The Sony DT 30mm f/2.8 Macro SAM offers genuine 1:1 macro capability at a price that won't break the bank

Product Overview

Overall rating:

88%

Sony DT 30mm f/2.8 Macro SAM

Overall score:88%

Product:

Sony DT 30mm f/2.8 Macro SAM Review

Manufacturer:

Price as reviewed:

£179.00
Sonys 30mm lens is compact and unassuming but has unique appeal in offering a genuine 1:1 macro capability, this alone makes it worthy of serious consideration.

The barrel has a smooth cylindrical design with just a single slider switch on the left to choose between AF and MF. The manual-focusing ring is at the very front of the lens and includes a focused-distance scale marked in both metres and feet: actually, most of the imperial scale is specified in inches on account of its close-up focusing.

It is unfortunate (but understandable in such a low-cost macro lens) that the ring rotates in AF mode, so needs to be kept unimpeded by the users fingers, but it is unlikely that anybody will find this an unmanageable inconvenience.
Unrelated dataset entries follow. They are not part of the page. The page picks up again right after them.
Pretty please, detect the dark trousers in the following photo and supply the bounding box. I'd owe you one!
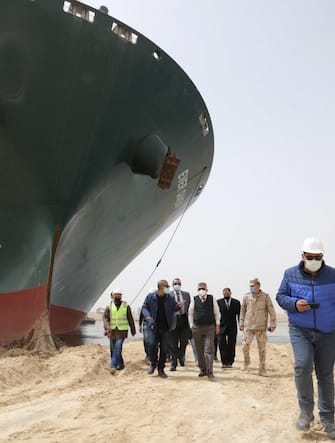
[219,328,238,365]
[147,327,169,370]
[214,335,218,358]
[168,315,189,367]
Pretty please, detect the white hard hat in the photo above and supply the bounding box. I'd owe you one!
[301,237,324,254]
[112,288,122,295]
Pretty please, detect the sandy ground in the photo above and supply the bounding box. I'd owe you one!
[0,339,332,442]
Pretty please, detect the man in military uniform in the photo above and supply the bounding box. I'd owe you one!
[240,278,276,376]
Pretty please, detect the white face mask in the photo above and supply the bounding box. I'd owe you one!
[198,289,207,297]
[173,284,181,291]
[163,286,171,294]
[304,259,322,273]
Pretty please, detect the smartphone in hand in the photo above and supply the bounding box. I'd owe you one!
[309,303,320,309]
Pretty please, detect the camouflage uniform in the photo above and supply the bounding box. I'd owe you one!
[240,290,276,374]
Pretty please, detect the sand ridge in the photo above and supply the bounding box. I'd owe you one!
[0,340,330,442]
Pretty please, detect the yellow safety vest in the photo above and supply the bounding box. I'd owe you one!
[110,302,128,330]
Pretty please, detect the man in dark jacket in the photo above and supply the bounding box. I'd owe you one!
[217,288,240,368]
[276,237,335,439]
[141,279,184,378]
[168,278,191,371]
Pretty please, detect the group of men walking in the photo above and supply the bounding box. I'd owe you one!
[102,237,335,440]
[141,278,276,379]
[103,276,277,379]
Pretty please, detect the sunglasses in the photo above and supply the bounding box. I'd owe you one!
[304,254,323,261]
[198,288,206,291]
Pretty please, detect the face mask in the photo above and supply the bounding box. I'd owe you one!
[163,287,171,294]
[114,298,122,306]
[305,259,322,273]
[198,289,206,297]
[250,287,256,294]
[173,284,181,291]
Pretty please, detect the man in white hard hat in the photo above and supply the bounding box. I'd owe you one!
[276,238,335,440]
[103,289,136,374]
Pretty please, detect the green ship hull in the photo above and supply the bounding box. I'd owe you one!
[0,0,214,344]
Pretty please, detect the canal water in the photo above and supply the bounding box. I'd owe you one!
[59,320,290,346]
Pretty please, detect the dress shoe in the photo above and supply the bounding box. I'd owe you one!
[207,372,215,379]
[198,370,207,377]
[296,412,314,431]
[179,358,185,367]
[170,366,176,371]
[158,370,168,378]
[147,365,156,375]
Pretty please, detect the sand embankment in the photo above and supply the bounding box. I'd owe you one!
[0,339,328,442]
Being a genuine macro lens there is a huge throw on the focusing ring, which rotates through about 200 degrees to reach down to just 0.13m (five inches).

The lens barrel hardly extends at all in normal use, for subjects as close as about 0.5m, but protrudes more at closer ranges. Nevertheless, Sony has contained the extension very well and even at its minimum object distance the lens is less than 2cm longer than it is when focused at infinity.
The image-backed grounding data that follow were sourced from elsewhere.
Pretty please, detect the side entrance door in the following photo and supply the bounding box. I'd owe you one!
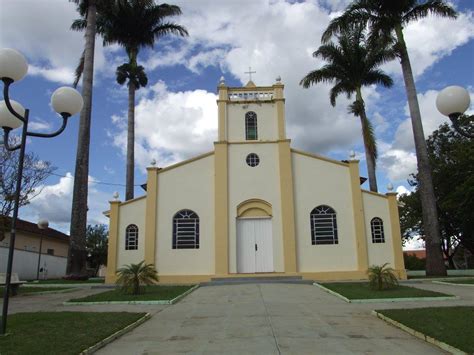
[237,218,273,273]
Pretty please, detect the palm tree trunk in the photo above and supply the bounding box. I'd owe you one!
[355,89,378,192]
[67,0,96,276]
[125,81,136,200]
[395,24,446,276]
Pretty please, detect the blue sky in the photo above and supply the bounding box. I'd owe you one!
[0,0,473,236]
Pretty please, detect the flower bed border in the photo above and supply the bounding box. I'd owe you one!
[80,313,151,354]
[313,283,458,303]
[372,310,466,355]
[64,285,199,305]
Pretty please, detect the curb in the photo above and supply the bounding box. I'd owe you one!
[64,285,199,306]
[313,283,458,303]
[168,285,199,304]
[372,310,467,355]
[313,282,351,302]
[80,313,151,354]
[433,281,474,287]
[20,288,76,296]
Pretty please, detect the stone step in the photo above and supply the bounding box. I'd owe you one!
[211,275,303,282]
[201,275,312,286]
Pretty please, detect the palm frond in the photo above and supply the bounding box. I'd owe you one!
[368,263,398,290]
[403,0,457,25]
[360,110,378,162]
[363,70,393,88]
[116,260,158,294]
[329,81,352,106]
[71,18,87,31]
[152,22,189,39]
[116,63,130,85]
[300,66,341,88]
[73,50,85,88]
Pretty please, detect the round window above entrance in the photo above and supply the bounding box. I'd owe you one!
[246,153,260,167]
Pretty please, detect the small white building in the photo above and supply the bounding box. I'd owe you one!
[0,217,69,280]
[105,78,406,284]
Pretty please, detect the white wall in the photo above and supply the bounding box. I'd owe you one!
[362,192,395,267]
[227,102,278,141]
[0,247,66,280]
[228,143,284,273]
[117,197,146,268]
[292,152,358,272]
[156,155,215,275]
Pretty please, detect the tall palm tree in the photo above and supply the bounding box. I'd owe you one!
[322,0,457,276]
[98,0,188,200]
[301,25,395,192]
[67,0,98,276]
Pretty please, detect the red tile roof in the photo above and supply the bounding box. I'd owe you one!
[2,216,69,243]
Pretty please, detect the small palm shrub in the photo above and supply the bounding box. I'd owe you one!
[368,263,399,291]
[116,261,158,295]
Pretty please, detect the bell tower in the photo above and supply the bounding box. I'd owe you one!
[216,76,287,143]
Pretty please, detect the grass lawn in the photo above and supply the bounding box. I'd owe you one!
[27,278,105,284]
[441,279,474,285]
[320,282,451,299]
[69,285,195,302]
[378,307,474,353]
[0,312,146,354]
[0,286,73,295]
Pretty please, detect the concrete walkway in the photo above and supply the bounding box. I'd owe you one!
[96,281,473,355]
[4,281,472,354]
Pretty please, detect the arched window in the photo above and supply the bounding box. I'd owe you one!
[310,205,338,245]
[125,224,138,250]
[371,217,385,243]
[173,210,200,249]
[245,111,258,140]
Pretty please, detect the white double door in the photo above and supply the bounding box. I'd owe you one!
[237,218,274,273]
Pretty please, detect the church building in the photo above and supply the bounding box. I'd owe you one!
[105,77,406,284]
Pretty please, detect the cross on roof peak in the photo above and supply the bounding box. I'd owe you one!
[244,66,256,82]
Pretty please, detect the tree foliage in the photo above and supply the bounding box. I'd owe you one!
[0,140,55,240]
[321,0,457,276]
[85,224,108,276]
[399,119,474,266]
[301,23,395,192]
[116,261,158,295]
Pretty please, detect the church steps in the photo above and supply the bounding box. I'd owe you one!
[201,275,313,286]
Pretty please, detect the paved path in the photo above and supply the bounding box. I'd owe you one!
[4,287,167,315]
[5,281,472,354]
[96,281,474,355]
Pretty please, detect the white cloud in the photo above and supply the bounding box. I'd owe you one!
[28,65,75,85]
[109,81,218,170]
[22,173,109,232]
[104,0,474,183]
[0,0,106,85]
[379,148,418,183]
[396,185,411,196]
[28,119,52,132]
[382,10,474,78]
[380,87,474,183]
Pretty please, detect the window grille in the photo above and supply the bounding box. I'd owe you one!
[173,210,200,249]
[246,153,260,167]
[47,249,54,255]
[245,111,258,140]
[125,224,139,250]
[371,217,385,243]
[310,205,338,245]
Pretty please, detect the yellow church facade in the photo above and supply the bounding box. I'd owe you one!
[105,78,406,284]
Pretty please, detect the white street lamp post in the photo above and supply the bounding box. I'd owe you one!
[0,48,83,335]
[436,85,473,138]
The front element is tiny, being only about 17mm in diameter, and this in turn means the accessory mounting thread is also small, at just 49mm. The explanation for such a small front element is to be found in the primes relatively modest f/2.8 maximum aperture.

Photographers who favour narrow depths-of-field will realise that f/2.8 on a 30mm lens, especially projecting onto a smaller APS-C sensor, doesn’t offer much flexibility in this respect but fans of close-up photography will counter by saying that doesn’t matter in a genuine macro lens.
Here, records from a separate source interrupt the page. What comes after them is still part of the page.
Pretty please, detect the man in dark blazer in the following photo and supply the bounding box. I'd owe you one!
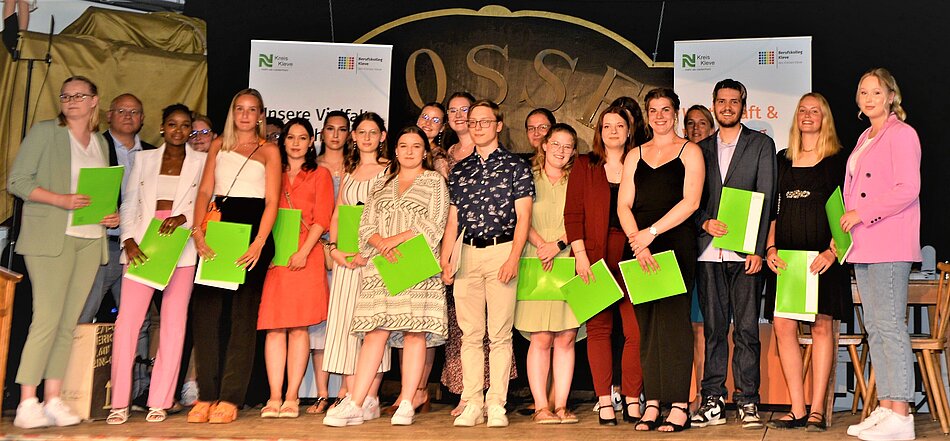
[690,79,776,430]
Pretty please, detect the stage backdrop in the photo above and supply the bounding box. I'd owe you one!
[248,40,393,150]
[674,36,812,150]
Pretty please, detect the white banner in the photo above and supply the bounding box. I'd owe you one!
[249,40,393,144]
[674,37,811,150]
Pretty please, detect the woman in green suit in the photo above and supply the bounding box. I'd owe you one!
[7,76,117,429]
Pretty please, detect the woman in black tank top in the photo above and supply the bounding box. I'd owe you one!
[617,88,705,432]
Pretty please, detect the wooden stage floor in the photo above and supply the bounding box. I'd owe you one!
[0,403,944,440]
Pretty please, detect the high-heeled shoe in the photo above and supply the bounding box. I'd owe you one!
[414,387,432,414]
[622,399,641,423]
[658,404,691,432]
[634,404,661,431]
[598,403,618,426]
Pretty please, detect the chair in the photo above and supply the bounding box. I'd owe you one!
[0,266,24,417]
[907,262,950,434]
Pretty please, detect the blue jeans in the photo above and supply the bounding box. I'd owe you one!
[855,262,915,402]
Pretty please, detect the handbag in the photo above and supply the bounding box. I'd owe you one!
[201,141,263,231]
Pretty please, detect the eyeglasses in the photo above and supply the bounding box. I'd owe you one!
[447,106,470,115]
[418,113,442,125]
[526,124,550,133]
[110,108,142,118]
[60,93,95,103]
[466,119,497,128]
[190,129,212,138]
[548,140,574,152]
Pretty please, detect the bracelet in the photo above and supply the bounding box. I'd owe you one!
[325,241,338,251]
[765,245,777,253]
Technical testing revealed a disappointing set of resolution figures but real-world close-up photography produced some truly excellent results. So although Sony’s 30mm macro lens loses marks in terms of its large-scale MTF performance it clearly comes into its own for macrophotography.

The problem can almost certainly be traced to the Alpha-77s 24 million pixel sensor, which offers a higher resolution than the lens can match. The overall score given here for Sony’s 30mm lens reflects its macro specialism more than the demands of the highly-specified host body used in this test.